愛しのカレはV(ヴィジュアル)系

「ヅラちゃん…?
どうかした?」

「……え?
あ、あの、えっと、お二人は彼女さんは?」

わ、焦って変なこと聞いちゃった!



「え?彼女?僕には、いっぱいおんで。」

「そ、そうなんですか?」

いっぱいって…
まさか、キースさん…何股もしてるってこと!?



「なんせ僕のファンは、みんな僕の彼女みたいなもんやから…」

「何言ってんだ、おまえ…」

リクさんが苦笑する。
なぁんだ、キースさんの言ったことは冗談か…
やっぱり、そんなプライベートな質問に、まともに答えてくれるはずなんてないよね。
瑠威が言ってたもんね。
バンドマンはとにかくモテるから、女は選り取り見取りなんだって。
二人にも彼女さんがいないはずがない。
馬鹿なこと、聞いちゃったよ、まったく…



「ほんまは二人ともいてへんねん。」

「……え?」

「ヅラちゃん、よう考えてみ。
僕ら、ほぼ毎日バイトして、練習して…
それで時を消費してしまう。
だいたい、今まで僕ら二人でハイキング行ってたんやで。
彼女がおったら、なんでリクなんかとハイキングせなあかんねんな。
彼女と行くわ。

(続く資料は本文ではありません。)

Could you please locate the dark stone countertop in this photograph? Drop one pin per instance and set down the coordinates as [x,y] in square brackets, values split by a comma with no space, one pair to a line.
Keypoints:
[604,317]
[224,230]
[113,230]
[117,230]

」

「うるせぇ!それはこっちのセリフだ!」

二人のやりとりが漫才みたいで思わず笑ってしまったけど…でも、これもやっぱり演技なのかな?
彼女さんがいるなんて、ファンの前では言いにくいのかな?



「そういえば、ヅラちゃんは、彼氏おんの?」

「え?い、いません!」

「ほんまかぁ~??」

「ほ、ほんま…じゃない、本当です!
私もさゆみも全然モテないし、合コンも行ったことないし…
ライブに行くようになる前は、いつも部室に閉じこもって手芸ばっかりしてて…
本当に地味でつまらない女なんです。」

私が焦ってそう言うと、二人はくすっと笑った。